Доезжачий тотчас бросил разобранные ружья и к маятнику часов, висевших на стене против того места, где сидел Нардзевский, прицепил трефового туза. Затем он опрометью, как на пожар, побежал в соседнюю комнату, принес оттуда два красивых пистолета из дамасской стали, с богатой серебряной насечкой и положил их на стол перед помещиком.
– Продолжайте, сударь, прошу вас… Мне очень приятно слушать то, что вы рассказываете, клянусь богом, очень приятно! Хе-хе! Так вы сами были очевидцем того, как шесть тысяч польской знати веселилось и ликовало всю ночь до утра… И тосты и клики… А королевский древний колокол Зыгмунт…
Чиновник замолчал и побледнел. Глаза его несколько раз зловеще блеснули и снова спрятались под ресницами. Правую руку он осторожно украдкой сунул за пазуху шелкового кафтана и молниеносно извлек оттуда узкий венецианский кинжал, так что даже быстроглазый Рафал едва успел уловить это движение. Нардзевский продолжал:
– Говорите, сударь, прошу вас, милостивый государь… Пусть и мое сердце упьется восторгом тех дней!

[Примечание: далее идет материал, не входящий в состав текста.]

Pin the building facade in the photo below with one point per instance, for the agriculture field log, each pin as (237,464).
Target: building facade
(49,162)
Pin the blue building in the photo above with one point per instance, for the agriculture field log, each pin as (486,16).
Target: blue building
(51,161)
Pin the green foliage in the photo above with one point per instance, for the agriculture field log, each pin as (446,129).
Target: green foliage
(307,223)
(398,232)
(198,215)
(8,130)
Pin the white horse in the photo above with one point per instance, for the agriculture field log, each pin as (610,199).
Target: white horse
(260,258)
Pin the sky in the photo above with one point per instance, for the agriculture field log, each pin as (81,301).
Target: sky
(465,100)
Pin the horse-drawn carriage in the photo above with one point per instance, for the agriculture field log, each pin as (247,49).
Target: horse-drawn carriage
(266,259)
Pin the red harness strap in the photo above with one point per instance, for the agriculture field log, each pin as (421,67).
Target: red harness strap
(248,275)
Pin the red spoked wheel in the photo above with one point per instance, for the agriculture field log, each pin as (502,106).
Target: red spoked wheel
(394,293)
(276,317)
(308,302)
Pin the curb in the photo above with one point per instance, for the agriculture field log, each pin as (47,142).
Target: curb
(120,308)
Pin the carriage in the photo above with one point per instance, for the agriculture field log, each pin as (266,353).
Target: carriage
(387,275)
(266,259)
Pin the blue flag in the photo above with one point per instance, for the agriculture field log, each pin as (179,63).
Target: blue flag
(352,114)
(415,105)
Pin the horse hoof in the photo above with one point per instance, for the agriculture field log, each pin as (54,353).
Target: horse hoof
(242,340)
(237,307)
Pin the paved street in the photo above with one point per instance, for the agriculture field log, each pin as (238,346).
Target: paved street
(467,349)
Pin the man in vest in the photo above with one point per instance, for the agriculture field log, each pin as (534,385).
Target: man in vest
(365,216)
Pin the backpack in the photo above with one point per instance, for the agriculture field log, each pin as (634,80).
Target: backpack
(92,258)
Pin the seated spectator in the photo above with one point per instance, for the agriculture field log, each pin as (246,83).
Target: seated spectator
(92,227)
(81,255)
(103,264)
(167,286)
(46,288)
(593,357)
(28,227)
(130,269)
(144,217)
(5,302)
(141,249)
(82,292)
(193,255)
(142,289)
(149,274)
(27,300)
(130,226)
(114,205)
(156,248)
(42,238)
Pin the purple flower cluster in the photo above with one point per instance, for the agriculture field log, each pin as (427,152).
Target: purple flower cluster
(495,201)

Я тут, в лесах, живя средь волков и лисиц, в минуту радости стреляю в это вот очко. Надеюсь, пороховой дым не вреден вашей милости… Ха-ха… Виват!
С этими словами он взял ближайший пистолет и посмотрел в глаза немцу. По лицу его бродила усмешка, он всe как-то отрывисто похохатывал, точно икая, не то всхлипывая.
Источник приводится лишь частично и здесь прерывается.